Read Galatians 6:1-10
Carry Your Own Load [Individual Responsibility]
- Do Good (v. 10)
- Test your actions – Notice that the individual is encouraged to check his or her own behavior. That may involve turning to others for accountability. It certainly involves going to God’s will – not as a legal code, but as a vision from God for the “new humanity.”
- Notice that Paul said that circumcision or uncircumcision is not what matter – What matters is the new creation.
- Don’t compare – Nothing distracts us from growing in God’s grace like comparing ourselves to others.
- Looking down on others because we are more righteous than some [Jesus told a parable of a Pharisee and publican who went to pray …]
- Looking down on ourselves because we are not as righteous as some [Jesus told a parable about a man with one talent who hid what he had been given …]
- Carry your own load – You are accountable to God first and he is not pleased by your ability to compare yourself to another.
- Avoid Sin (v. 7-8) – I am amazed that a people of the book can still subscribe to the idea that God is not a fair judge.

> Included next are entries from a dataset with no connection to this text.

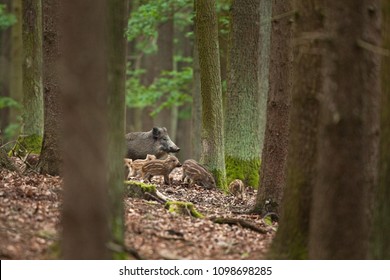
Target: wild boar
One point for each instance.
(136, 165)
(154, 142)
(160, 167)
(197, 174)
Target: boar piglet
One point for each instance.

For some reason the notion lingers among us that God is rather a tricky bureaucrat who will find the spiritual equivalent of a forgotten parking ticket on our record and damn us to hell for not following proper procedure. [Maybe we are the spiritual bureaucrats?] The problem with such views is that sin is not something to be avoided; rather we just have to have all sins properly stamped and processed.An important question for a church that trusts in the grace of God is “How do we deal with sin?”
- What will you reap? Our actions have consequences. Our actions also have motivations. Are we sowing to please the Spirit or to please ourselves?

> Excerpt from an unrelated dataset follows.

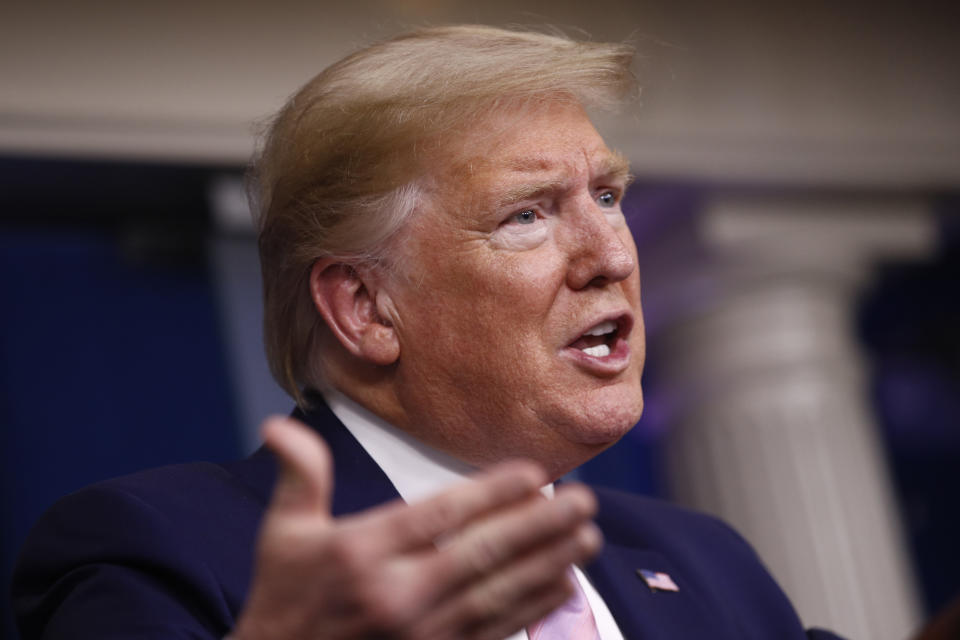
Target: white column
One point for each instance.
(751, 332)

- The consequences of pleasing the sinful nature are destruction. Not simply damnation to hell, but destruction in this life. There may indeed be some pleasure, but it comes with a high price.
- The source of some pain and suffering in this world is sin – and there’s a direct link to it.
- The works of the sinful nature come with a high price. Can we remain envious, selfish, jealous, and self-indulgent without there being some sort of negative result?
- If a man or woman is constantly angry with his/her family and does nothing to manage that anger, is it any wonder that the family is in turmoil?
- If one has a problem with substance abuse that goes on unanswered is it any wonder that there is brokenness and sorrow in that person’s life and relationships?
- Even in our church – if we start judging people according to how their righteousness meets up with our standards – do we think that this will not reap destruction?
- Some sins are more obvious, others are intangible. We can be in denial when it comes to drunkenness, sexual immorality, idolatry even though others may recognize it. But we can be in denial about selfish ambition, envy, rage, hatred, and discord and hide it from others while we are at it.
- Be the “New Creation” – To reap the fruit of the spirit, let us sow the seed of the spirit. That eternal harvest not only is a source of strength for us, but also our community – our church family too.
Carry One Another’s Burden’s [Communal Responsibility = Our Own Responsibility as Part of a Body]
- Restore the Sinner (v. 1-3)
- Punishment is not the goal, that’s God’s work. Christ has made sure that the guilty pay for their sins – this includes us.
- Gently – The Law of Christ is to love on another. Gently also suggests that the work of accountability and restoration takes time. There are burdens that must be endured.
- The Bartender who “confessed” his sins …
- Watch yourself; no moral superiority
- Moral superiority is not appropriate – Can we claim the power or responsibility for saving another? Are we anyone’s mediator to God?
- Moral sloppiness is not appropriate either – Sloppy Agape does nothing to restore one who is sowing destruction. Love must be tough sometimes. Otherwise we participate in the sin too.
- Restoration is observed as one begins growing in the new creation
- No matter what sin was committed: Once I was, but now I am – by the grace of God
- Share All Good Things (v. 6)
- What will you reap? Support those who teach you how to live and do good. Support the ministries that do good. We reap what we sow.
- Do good to others – especially the church family because it sets an example – do good even if they are not so good to you! (The Law of Christ)
- (Let Us) Be the “New Creation” – If we demonstrate a grace-based way to help ourselves and others avoid sin and also do good, then we will reflect the new creation. Otherwise we are just another organization with by-laws. We are just another sub-culture with unwritten expectations.